Here is a brief outline of sorting algorithms used in .NET versions. It's helpful to remember that List<T>.Sort() internally uses Array<T>.Sort()

  • In .NET 2.0-4.0, a quick sort algorithm is used to sort an Array. There have been minor changes to the code, but for the most part, the code remains the same.
  • In .NET 4.5, the array sorting algorithm changed from quick sort to an introspective sort. This is a larger change than from before, one that, at least in my tests, shows considerable performance improvements.

Did the sorting algorithm change in VS2010?

Yes, but the changes were minor, and doesn't affect performance. Consider a sort against 20 million shuffled integers1:

List<int>.Sort() (20 million)

.NET 3.5       .NET 4.0       .NET 4.5
---------      ---------      ---------
 2.564s         2.565s         2.337s

There's no change between v3.5 and v4.0 in terms of performance. There is a noticeable increase in speed for v4.5. It's clear that it's not the actual sorting algorithm that is making the difference.

Before we jump into your next question, let me share my results of running your actual code on my machine:

List<string>.Sort() (1.6 million)

.NET 3.5       .NET 4.0       .NET 4.5
---------      ---------      ---------
 7.953s         11.267s        10.092s

I get similar results, as you do. These results are a good lead-in to your next question:

Is there anything different in the underlying CLR that makes the performance worse?

Without a doubt. So, what is the difference? The difference is in string comparison implementation. In each step of the sorting algorithm it needs to compare the two strings, and it happens to do it differently between the v2.0 and v4.0 runtime. (See extra notes below)

The easiest way to prove this is to force sorting by ordinal position, instead of culture dependence. Replace lines.Sort(); with lines.Sort(StringComparer.Ordinal);. Here is what I measured:

List<string>.Sort(StringComparer.Ordinal) (1.6 million)
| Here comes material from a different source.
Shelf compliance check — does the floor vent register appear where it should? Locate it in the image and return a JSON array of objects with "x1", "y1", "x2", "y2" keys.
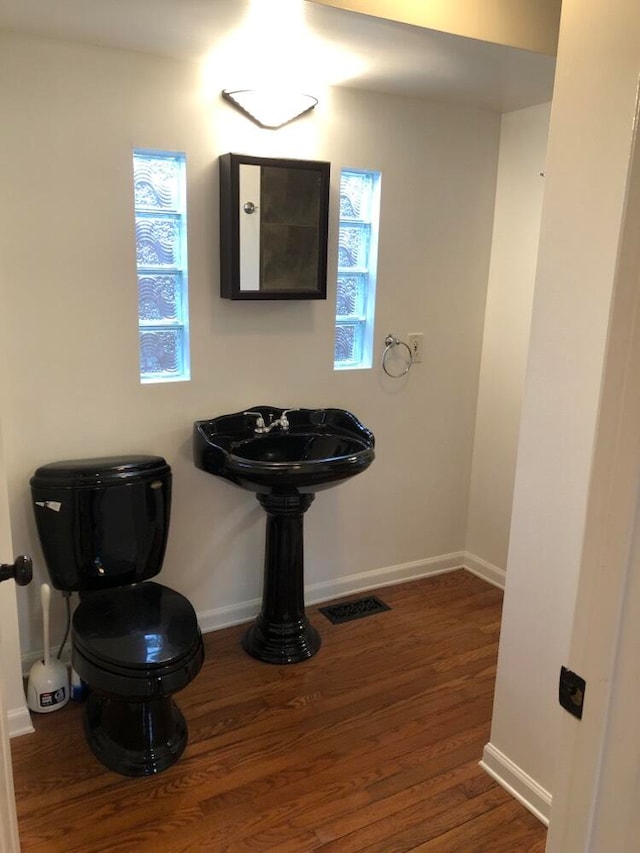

.NET 3.5       .NET 4.0       .NET 4.5
---------      ---------      ---------
 4.088s         3.76s          3.454s

Now, that looks better! It's more or less what I expected; a steady increase in speed for each version of the framework released. MSDN Suggests that if you're ever doing a non-linguistic comparison on a string, you should use an ordinal comparison.

However, that only solves the problem if your comparison or sorting isn't culture-sensitive. If you need culture-sensitive sorting, it seems you won't be able to get rid of the slower execution time unless you want to revert to the .NET 3.5 framework.


Extra notes

When you don't pass a comparer to List<T>.Sort() or Array.Sort, it will use the default comparer. Default comparers for .NET strings uses the comparer from the Thread's current culture. From there, it calls some internal functions in the .NET runtime native libraries.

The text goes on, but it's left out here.